Der neue Herrscher
Eines Tages wird sie wohl nur noch von Ratten und Gewürm bewohnt sein und von schwarzen Vögeln«, mutmaßte Luxon, der die Vergänglichkeit der Schönheit sehr genau kannte.
»Achars Rachetempel wird, fürchte ich, bestehen bleiben.«
Luxon lachte bitter auf.
»Wenn wir längst nicht mehr leben, mein Freund, werden die Wellen des Westmeers auch diesen Turm unterspülen und umwerfen!«
»Kin Problem, das unsere Nachkommen beschäftigt«, fügte Gamhed hinzu. Wieder schwiegen sie nachdenklich.

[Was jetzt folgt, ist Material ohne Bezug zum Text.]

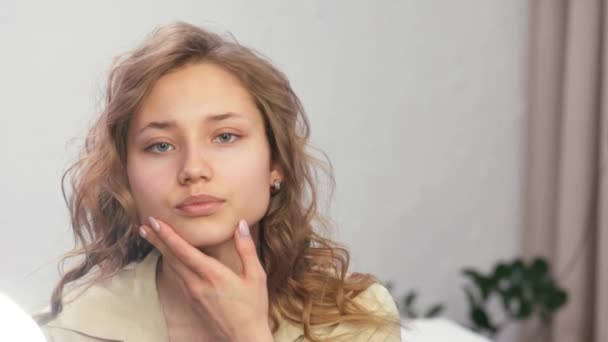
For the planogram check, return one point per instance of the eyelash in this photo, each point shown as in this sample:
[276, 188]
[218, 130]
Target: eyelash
[151, 147]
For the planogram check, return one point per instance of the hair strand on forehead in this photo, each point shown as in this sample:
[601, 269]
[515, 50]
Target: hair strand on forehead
[306, 272]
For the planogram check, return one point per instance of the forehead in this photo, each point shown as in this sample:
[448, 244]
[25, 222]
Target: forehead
[193, 92]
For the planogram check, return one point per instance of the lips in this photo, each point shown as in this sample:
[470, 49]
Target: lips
[200, 205]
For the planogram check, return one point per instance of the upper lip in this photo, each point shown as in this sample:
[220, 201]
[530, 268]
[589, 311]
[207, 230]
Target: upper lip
[199, 199]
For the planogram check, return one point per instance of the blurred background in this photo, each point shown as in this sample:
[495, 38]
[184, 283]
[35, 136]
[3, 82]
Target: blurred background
[462, 134]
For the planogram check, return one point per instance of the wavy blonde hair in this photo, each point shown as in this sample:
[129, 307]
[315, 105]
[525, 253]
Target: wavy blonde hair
[306, 273]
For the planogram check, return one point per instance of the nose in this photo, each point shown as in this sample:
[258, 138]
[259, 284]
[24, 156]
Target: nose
[195, 167]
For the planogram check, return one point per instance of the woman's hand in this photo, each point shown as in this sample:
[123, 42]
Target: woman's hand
[235, 305]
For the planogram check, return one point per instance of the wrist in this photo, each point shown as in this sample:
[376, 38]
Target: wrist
[258, 334]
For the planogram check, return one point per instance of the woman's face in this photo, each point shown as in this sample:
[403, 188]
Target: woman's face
[199, 138]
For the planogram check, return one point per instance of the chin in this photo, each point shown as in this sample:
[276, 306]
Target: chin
[205, 231]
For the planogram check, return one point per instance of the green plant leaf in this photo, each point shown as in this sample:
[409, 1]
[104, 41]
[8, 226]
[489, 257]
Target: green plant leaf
[481, 320]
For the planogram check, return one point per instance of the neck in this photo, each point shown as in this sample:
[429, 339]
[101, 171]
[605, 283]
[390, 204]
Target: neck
[172, 293]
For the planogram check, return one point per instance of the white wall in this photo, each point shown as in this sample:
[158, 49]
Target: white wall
[419, 105]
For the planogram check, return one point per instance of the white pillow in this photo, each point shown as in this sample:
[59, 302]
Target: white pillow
[17, 325]
[437, 330]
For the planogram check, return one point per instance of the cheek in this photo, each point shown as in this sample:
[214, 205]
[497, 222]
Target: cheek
[251, 187]
[146, 184]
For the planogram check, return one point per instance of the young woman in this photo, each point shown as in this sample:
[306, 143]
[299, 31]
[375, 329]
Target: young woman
[194, 204]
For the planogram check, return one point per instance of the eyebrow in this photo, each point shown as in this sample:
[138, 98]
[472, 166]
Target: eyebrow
[171, 124]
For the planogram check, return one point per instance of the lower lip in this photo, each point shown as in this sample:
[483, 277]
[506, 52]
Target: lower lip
[201, 209]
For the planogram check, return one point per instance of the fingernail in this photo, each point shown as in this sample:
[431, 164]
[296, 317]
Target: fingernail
[154, 223]
[244, 229]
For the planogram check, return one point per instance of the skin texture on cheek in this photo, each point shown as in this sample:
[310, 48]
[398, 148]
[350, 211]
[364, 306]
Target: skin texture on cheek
[237, 172]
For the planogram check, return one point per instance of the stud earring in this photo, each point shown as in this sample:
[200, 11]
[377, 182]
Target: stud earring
[276, 186]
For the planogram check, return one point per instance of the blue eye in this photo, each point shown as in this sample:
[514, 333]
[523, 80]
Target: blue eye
[159, 147]
[226, 138]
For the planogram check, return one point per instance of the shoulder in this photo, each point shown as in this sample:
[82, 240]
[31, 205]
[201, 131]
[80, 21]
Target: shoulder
[377, 300]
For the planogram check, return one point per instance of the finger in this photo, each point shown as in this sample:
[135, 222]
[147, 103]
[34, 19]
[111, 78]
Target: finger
[194, 259]
[252, 268]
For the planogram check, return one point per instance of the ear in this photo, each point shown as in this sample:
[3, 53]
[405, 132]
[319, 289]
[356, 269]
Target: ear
[276, 172]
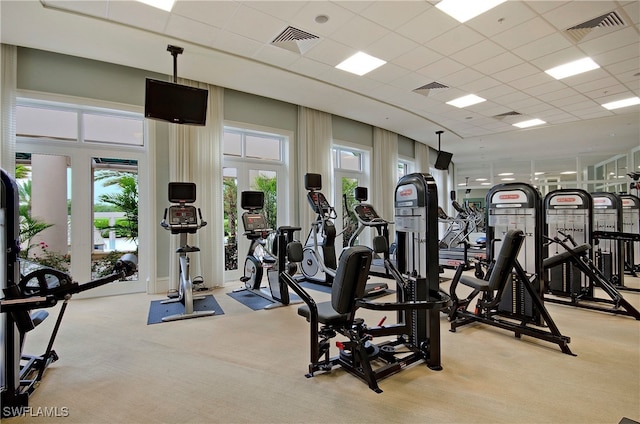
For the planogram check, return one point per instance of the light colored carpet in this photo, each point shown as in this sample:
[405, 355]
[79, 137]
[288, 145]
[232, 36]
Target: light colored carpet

Der Kriegsherr Logghards erinnerte sich an den Tag, an dem die Mumie von Luxons Vater Rhiad wieder in die Reihe der Grabmäler zurückgebracht worden war, in denen die verstorbenen und legendären Shallade lagen.
»Von unseren Truppen in Hadam… was sagen die Kuriere?«
»Der Hafen und einige Teile des Palasts, der geräumt wird, sind noch Zonen des Lebens. Du weißt, daß sich die ayischen Magier Moihog und Daerog inmitten der Ay-Krieger dort befinden, und sie werden dort bleiben, bis du andere Anordnungen triffst.«
»Gut«, murmelte Luxon.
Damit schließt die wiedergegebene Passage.